Monday, Floyd County uncovered 2,600 votes that were missed during the initial count on election night. The Secretary of State’s office said it was human error and called for the elections director in the county to step down. The votes changed the margin by about 800 in favor of Donald Trump. Joe Biden still leads in Georgia by more than 13,000 votes. 

The margin was similar in the Perdue-Ossoff race and will not affect the runoff, according to the Secretary of State’s office. Floyd County, located about 60 miles to the north of Atlanta, includes the city of Rome, Georgia.

And now there are questions of tampering by South Carolina Senator Lindsey Graham have arisen. Georgia Secretary of State Brad Raffensperger said that Graham asked him if he had the power to reject absentee ballots during the recount. 

In a Washington Post interview, the Republican Secretary of State called out Senator Graham as the latest Republican to suggest that he find a way to reject legally cast ballots in order to improve Donald Trump’s re-election chances. This would have involved disqualifying more absentee ballots based on mismatched signatures. 

Raffensperger said, “It sure looked like he was wanting to go down that road.”
When asked about the conversation with Raffensperger, Senator Graham said he was “trying to find out how the signature stuff worked.” He said Raffensperger “did a good job of explaining to me how they verify signatures.” 

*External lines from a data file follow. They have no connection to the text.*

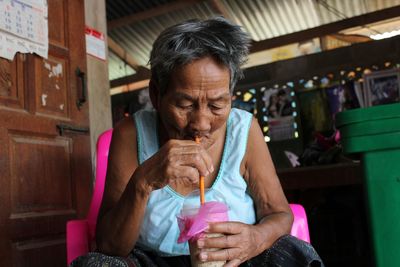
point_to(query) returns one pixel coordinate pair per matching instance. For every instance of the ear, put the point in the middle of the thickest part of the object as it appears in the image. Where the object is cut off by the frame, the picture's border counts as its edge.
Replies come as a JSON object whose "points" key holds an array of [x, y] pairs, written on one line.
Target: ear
{"points": [[154, 94]]}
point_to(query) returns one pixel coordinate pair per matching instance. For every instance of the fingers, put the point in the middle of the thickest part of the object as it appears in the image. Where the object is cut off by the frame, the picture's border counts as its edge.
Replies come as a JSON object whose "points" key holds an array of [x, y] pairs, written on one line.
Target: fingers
{"points": [[220, 255], [233, 263], [226, 241]]}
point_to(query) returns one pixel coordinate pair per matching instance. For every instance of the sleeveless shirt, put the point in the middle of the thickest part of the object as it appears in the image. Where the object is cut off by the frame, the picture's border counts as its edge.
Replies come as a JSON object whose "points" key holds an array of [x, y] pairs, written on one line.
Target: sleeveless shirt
{"points": [[159, 230]]}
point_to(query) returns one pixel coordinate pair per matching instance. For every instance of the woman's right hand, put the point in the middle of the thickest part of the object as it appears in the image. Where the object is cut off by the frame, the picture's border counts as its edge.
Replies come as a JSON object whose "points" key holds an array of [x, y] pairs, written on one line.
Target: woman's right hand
{"points": [[178, 161]]}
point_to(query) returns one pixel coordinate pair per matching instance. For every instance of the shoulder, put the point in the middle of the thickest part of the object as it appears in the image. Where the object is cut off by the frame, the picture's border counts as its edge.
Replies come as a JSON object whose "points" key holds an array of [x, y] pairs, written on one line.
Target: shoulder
{"points": [[256, 145]]}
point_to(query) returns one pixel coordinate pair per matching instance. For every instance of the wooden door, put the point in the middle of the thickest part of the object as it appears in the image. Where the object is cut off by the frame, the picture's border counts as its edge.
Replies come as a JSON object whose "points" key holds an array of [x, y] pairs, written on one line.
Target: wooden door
{"points": [[45, 177]]}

When asked about Raffensperger’s interpretation that he was suggesting that legally cast ballots should be thrown out, Graham said, “That’s ridiculous.”

Why We Need To Know:

Even as Republican allies stand with Donald Trump as he refuses to admit defeat, Graham sees the writing on the walls or the votes tabulated on television screens. Although he did not or will not say, the focus has moved away from the presidency and on to the Georgia U.S.Senate run-offs.

Lindsay Graham and his 49 Republican colleagues in the Senate recognize the slim lead they currently hold, 50 to 48. The conversation may have been just to satisfy Donald Trump about the how the votes were counted in the presidential election. But Graham, Mitch McConnell and other Republican Senators have put November 3 in the past and are looking toward the future, January 5 and beyond.